TTIP-Gericht: Rechtsprofessor Stephan Schill beschäftigt sich auf verfassungsblog.org mit dem Vorschlag, ein permanentes, öffentlich tagendes TTIP-Gericht mit zwei Instanzen zu schaffen.

USA - Anklage gegen Polizisten wegen Mordes: Ein weißer Polizist aus Chicago ist am Dienstag wegen Mordes angeklagt worden. Er soll vor einem Jahr den 17-jährigen Schwarzen Laquan McDonald mit 16 Schüssen getötet haben. Ausschlaggebend war ein nun von der Polizei veröffentlichtes Video, das die bisherigen Angaben des Todesschützen, es habe eine Notwehrsituation bestanden, erschüttern. Es berichteten spiegel.de (Marc Pitzke) und die SZ.

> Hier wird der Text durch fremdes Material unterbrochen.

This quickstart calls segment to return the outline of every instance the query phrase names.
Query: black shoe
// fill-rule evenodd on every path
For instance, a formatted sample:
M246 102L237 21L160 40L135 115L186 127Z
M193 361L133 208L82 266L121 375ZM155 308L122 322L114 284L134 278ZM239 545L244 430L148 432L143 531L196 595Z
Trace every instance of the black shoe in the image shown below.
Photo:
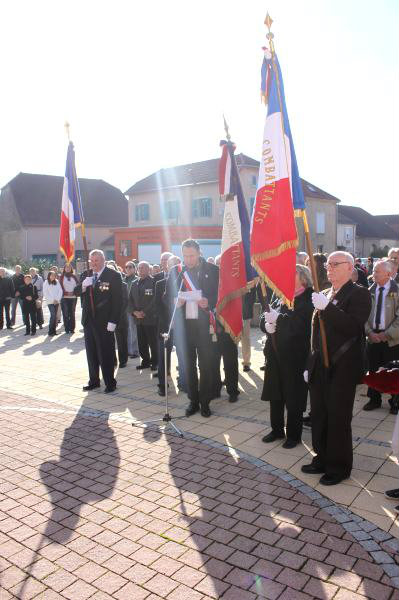
M205 406L201 406L201 416L202 417L210 417L211 416L211 411L209 408L209 405L206 404Z
M295 446L298 446L299 442L296 442L295 440L289 440L288 438L285 440L284 444L282 445L282 448L286 448L287 450L290 450L291 448L295 448Z
M344 481L344 479L348 479L347 475L327 475L325 473L322 477L320 477L319 483L321 485L337 485Z
M276 440L283 440L284 437L285 437L284 434L277 435L277 433L274 433L274 431L271 431L267 435L263 436L262 442L264 442L265 444L270 444L271 442L275 442Z
M190 404L186 408L186 417L191 417L191 415L195 415L199 410L199 404L195 402L190 402Z
M381 408L381 400L369 400L367 404L363 406L363 410L374 410L376 408Z
M82 390L84 392L90 392L91 390L95 390L99 387L101 387L99 383L89 383L88 385L84 385L82 387Z
M324 469L322 467L318 467L313 463L310 463L310 465L302 465L301 471L302 473L307 473L308 475L320 475L321 473L324 473Z
M390 500L399 500L399 489L387 490L385 492L385 497L389 498Z
M115 392L116 390L116 385L110 385L105 388L104 390L104 394L112 394L112 392Z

USA - Revenge-Porns: Die FAZ (Christiane Heil) berichtet über ein härteres Vorgehen US-amerikanischer Gerichte gegen sogenannte Revenge-Porns, bei denen intime Bilder durch ehemalige Liebhaber im Internet veröffentlicht werden. In mehreren Fällen wurden Gefängnisstrafen gegen Ex-Partner, aber auch gegen veröffentlichende Webseitenbetreiber verhängt.

Belgien – Holocaustleugnung: Der französische Komiker Dieudonné ist von einem Lütticher Gericht wegen der Leugnung des Holocaust zu zwei Monaten Gefängnis und einer Geldstrafe von 9000 Euro verurteilt worden, berichtet spiegel.de. Bei einem Auftritt im Jahr 2012 habe er zudem rassistische, hasserfüllte und stigmatisierende Äußerungen getätigt.

Sonstiges

Bundeswehr-Auslandseinsätze: In einem Gastbeitrag in der FAZ erörtert Rechtsprofessor Stefan Talmon die rechtlichen Voraussetzungen für Auslandseinsätze der Bundeswehr am Beispiel der EU-Militäroperation zur Bekämpfung der Schleuserkriminalität im Mittelmeerraum, an der auch Streitkräfte der Deutschen Bundeswehr beteiligt sind. Dabei stellt er heraus, dass die von ihm beobachtete extensivere Auslegung des Begriffs der "Friedensbedrohung" durch den UN-Sicherheitsrat seit den 1990er Jahren eine zunehmende Rolle für das deutsche Verfassungsrecht spiele. Denn nach Artikel 87a Abs. 2 GG dürften die Streitkräfte außer zur Verteidigung nur eingesetzt werden, soweit dies vom Grundgesetz ausdrücklich zugelassen werde – was bei Einsätzen innerhalb eines Systems "gegenseitiger kollektiver Sicherheit" im Sinne des Art. 24 Abs. 2 GG auch bei Auslandseinsätzen der Fall sein soll. Damit bedeute eine Veränderung der Regeln des Systems gegenseitiger kollektiver Sicherheit, die durch Beschlüsse des UN-Sicherheitsrats, aber auch den Rat der Europäischen  Union herbeigeführt werden können, automatisch eine Veränderung der Regeln für Bundeswehreinsätze.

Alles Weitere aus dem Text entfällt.